Just before Christmas, I heard from him.  I’d asked him if he could do anything to expedite the process… anything.  Then I got the answer.

Mr. Grant told me that he’d be happy to expedite the process.  All I’d have to do would be to send him some rare footage that I’d promised not to let out of my hands.  See, I have this problem… when I promise someone something, I keep the promise.   If I treat someone shabbily, then I’m not likely to hear back from them in the future.  I always figure the right way to treat people is on the straight and narrow.  (And that way I get more film, which is what I want anyway!)

So Red Grant, knowing that I had some material I would not let him copy, and sensing that I was over a barrel, figured he could blackmail me into giving him some rare film.   He also didn’t count on one thing: I’m a pretty easy guy to get along with, but when you try to screw me over, as Red Grant did, I’ll crawl through the depths of hell with infected knees before I’ll let you win.  In short, he’s not getting anything from me… ever.

But the drama isn’t over.  You see, Felix Leiter wants four times the money I had allotted to make the print, and Largo only speaks English through fractured Italian, so getting him a file as large as Kongo is a problem.  Also, Largo only makes a color positive print, whereas I’d stipulated a black and white negative.  Largo’s price is quite reasonable, but it’s not the product I need.

In the meantime, I sent a special envoy to talk to Felix Leiter, hoping that he could be talked down from the stratosphere of budget breaking.  That’s not gone well, either, since my special envoy just had to go to the hospital emergency room.

(Deleted here is a long Bondian sub-plot involving TV network head George Kaplan and the possibility of showing Kongo and even the Dr.
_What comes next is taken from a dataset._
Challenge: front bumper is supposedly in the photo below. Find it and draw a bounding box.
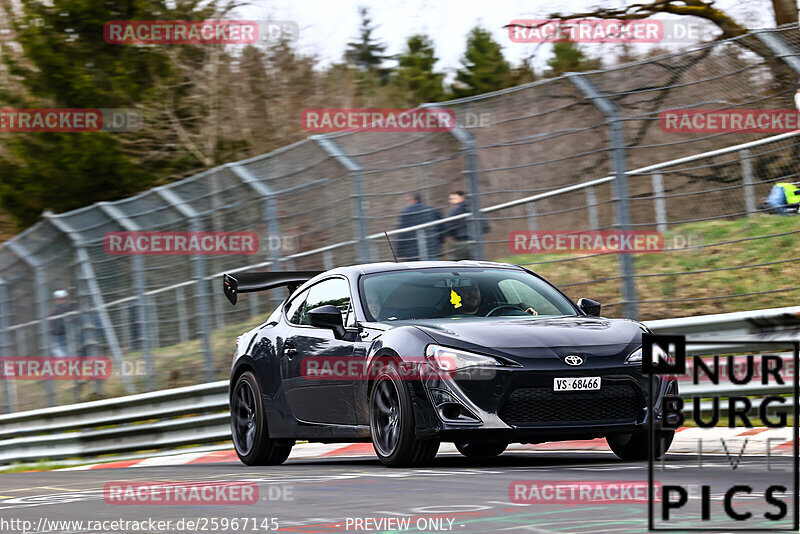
[417,365,677,443]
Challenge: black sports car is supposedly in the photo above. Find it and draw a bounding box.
[224,261,677,466]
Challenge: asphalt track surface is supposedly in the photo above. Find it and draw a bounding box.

Film show on national TV.  Trust me, it’s real… if you want to know about it, post a message in the comments or on the Dr. Film Facebook page.)
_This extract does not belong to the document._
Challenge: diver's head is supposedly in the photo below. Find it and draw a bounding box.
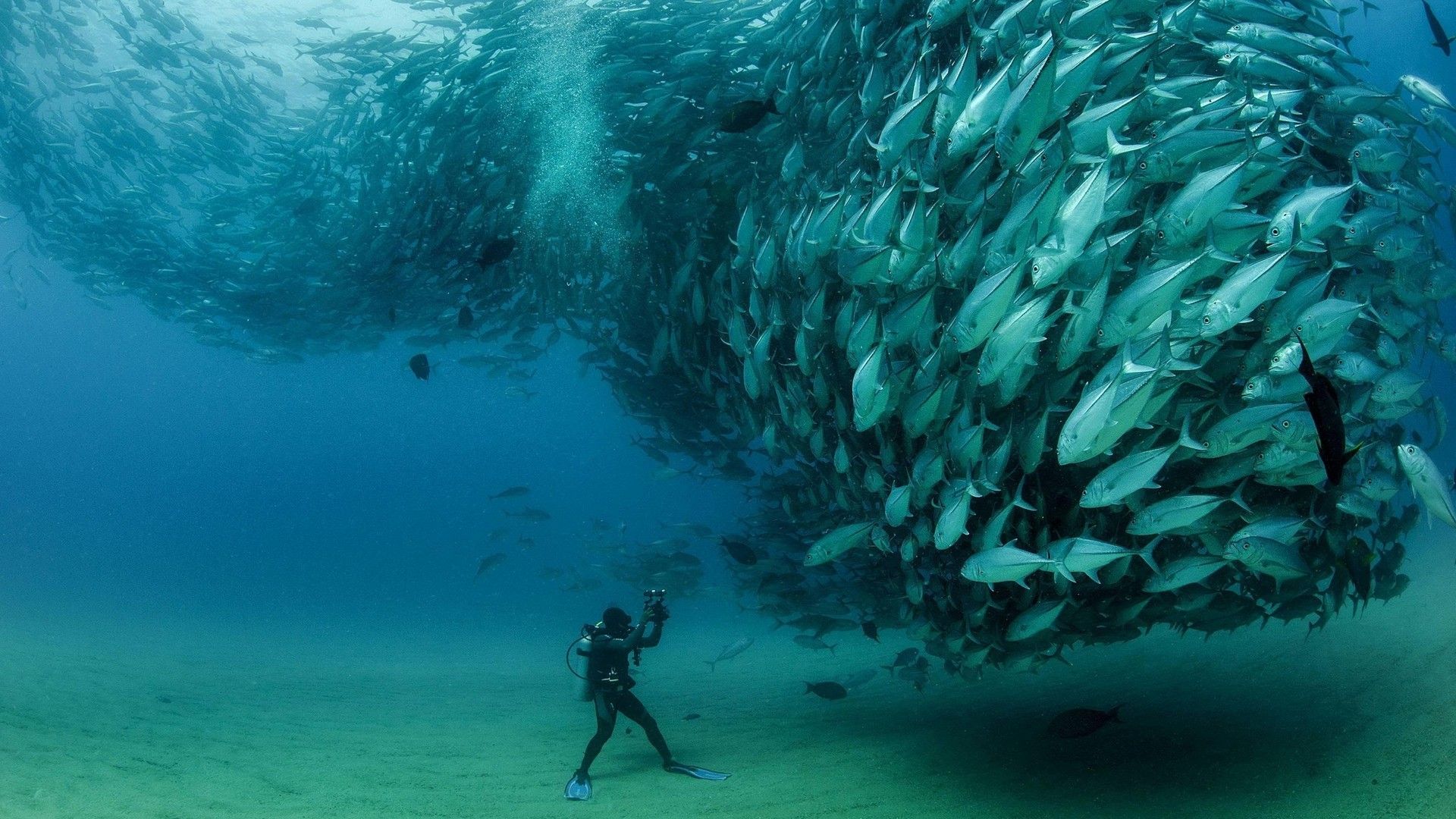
[601,606,632,637]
So how does this end?  Who will make the print?  Will it be Largo or Felix Leiter?  Will the print be finished in time for the Syracuse Cinefest?  Does George Kaplan exist? Will Kongo appear on his network or another one, and what of the fate of the mysterious Dr. Film?  Will James Bond be able to rescue the secret formula from the clutches of… oh, wait.

I really have no idea how this will end.  A lot of this is out of my hands.  I can only tell you that if it follows the pattern we’ve had so far, it will be dramatic, twisty, and unpredictable.  Welcome to my world.